Quando residi dessa parte, formei duas companhias de cavalaria dos moradores das  Estâncias até Chuí; não só em estas, mas havendo homens como há, cavalos, V. Sª formará mais as para que houver número, sendo o de sessenta cavalos cada uma companhia, pondo-lhe por oficiais as pessoas mais ativas, e podendo ser nobres, que houver no distrito das ditas companhias: a de que era capitão Felix José, mandei passar Patente ao tenente da mesma, Antonio José Pereira.
As Ordenanças de pé fará V. Sª  regular, para que se conserve em estado de defender as suas casas e famílias, e em tudo, o que toca a sua formatura entrará V. Sª, no caso de haver falecido o governador, que sendo ele vivo, lhe toca a economia, e regularidade do que lhe diz respeito, como da vila do Rio Grande, e suas dependências, o que não obstante no que for em defensa, ou fortificação da angostura da parte de Chuí, se V. Sª não concordar com o meu parecer, declaro V. Sª execute, tanto na trincheira, como na disposição da guarda da campanha, o que entender mais próprio, e conveniente, por ser certo, que a experiência de V. Sª, e o muito que há talado esta campanha, faz provável, que outras experiências lhe ditam os projetos que põe em prática.

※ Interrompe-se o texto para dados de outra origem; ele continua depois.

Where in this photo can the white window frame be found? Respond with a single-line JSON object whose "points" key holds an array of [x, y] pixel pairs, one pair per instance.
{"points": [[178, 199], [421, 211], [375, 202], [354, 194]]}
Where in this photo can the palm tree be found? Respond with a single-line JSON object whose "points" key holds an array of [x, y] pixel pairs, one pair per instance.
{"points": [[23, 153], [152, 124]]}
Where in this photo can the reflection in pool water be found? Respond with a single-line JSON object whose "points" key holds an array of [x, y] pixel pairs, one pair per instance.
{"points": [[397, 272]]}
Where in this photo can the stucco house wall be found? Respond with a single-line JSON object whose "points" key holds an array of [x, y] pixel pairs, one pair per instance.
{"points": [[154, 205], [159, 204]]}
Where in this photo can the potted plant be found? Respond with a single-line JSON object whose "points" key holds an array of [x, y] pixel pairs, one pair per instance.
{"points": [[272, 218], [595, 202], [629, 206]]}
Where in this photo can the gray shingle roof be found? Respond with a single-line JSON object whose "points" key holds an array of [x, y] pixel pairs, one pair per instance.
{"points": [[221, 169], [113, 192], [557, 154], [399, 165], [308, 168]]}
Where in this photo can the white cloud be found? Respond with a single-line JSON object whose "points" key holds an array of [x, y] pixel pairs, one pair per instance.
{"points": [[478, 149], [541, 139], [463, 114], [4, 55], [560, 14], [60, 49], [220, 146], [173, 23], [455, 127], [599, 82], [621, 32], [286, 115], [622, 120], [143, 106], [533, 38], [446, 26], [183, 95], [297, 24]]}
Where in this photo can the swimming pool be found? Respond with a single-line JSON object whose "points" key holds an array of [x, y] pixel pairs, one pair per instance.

Félix José fica a partir para a ilha de Santa Catarina, e leva todo o dinheiro, que me é possível remeter, tanto para esse, como para os mais presídios, e continuarei com quanto caiba na minha diligência. V. Sª nesta ocasião fará recolher ao Corpo todos os soldados que se acham pelas estâncias, guardas de cavalhadas e registros, mandando o Provedor por nestes, fiéis capazes, que devem ser pagos pela Provedoria da Fazenda Real, o que lhes for arbitrado, e nas demais partes supriram alguns peões com capatazes, os que forem da aprovação de V. Sª, e dos Provedores da Fazenda Real.
É preciso venham, para serem sem demora consertadas, as armas que estiverem inúteis, para se dar breve providência, como relação do estado do todo. Em esta ocasião me serve de grande alívio a certeza, de que V. Sª  conhece o gênio dos nossos inimigos, e as vantagens, com que em umas partes oprimem, e as em que a nossa disposição, atividade, valor, e fidelidade e os avantejamos.
Nas embarcações que se ficam expedindo, direito, o que convier e o que mais ocorrer. Rio de Janeiro a dez de maio de mil setecentos e sessenta e dois (1762). Conde de Bobadella. – (Documento doado ao Museu de Rio Pardo pelo sr. Tácito Osório de Azambuja)


REFERÊNCIA: Almanaque do Correio do Povo – 1971 – Companhia Jornalística Caldas Júnior
OBS: Almanaque Correio do Povo foi publicado de 1916 até 1984


[1] Nesta nossa cópia, em estilo atualizado.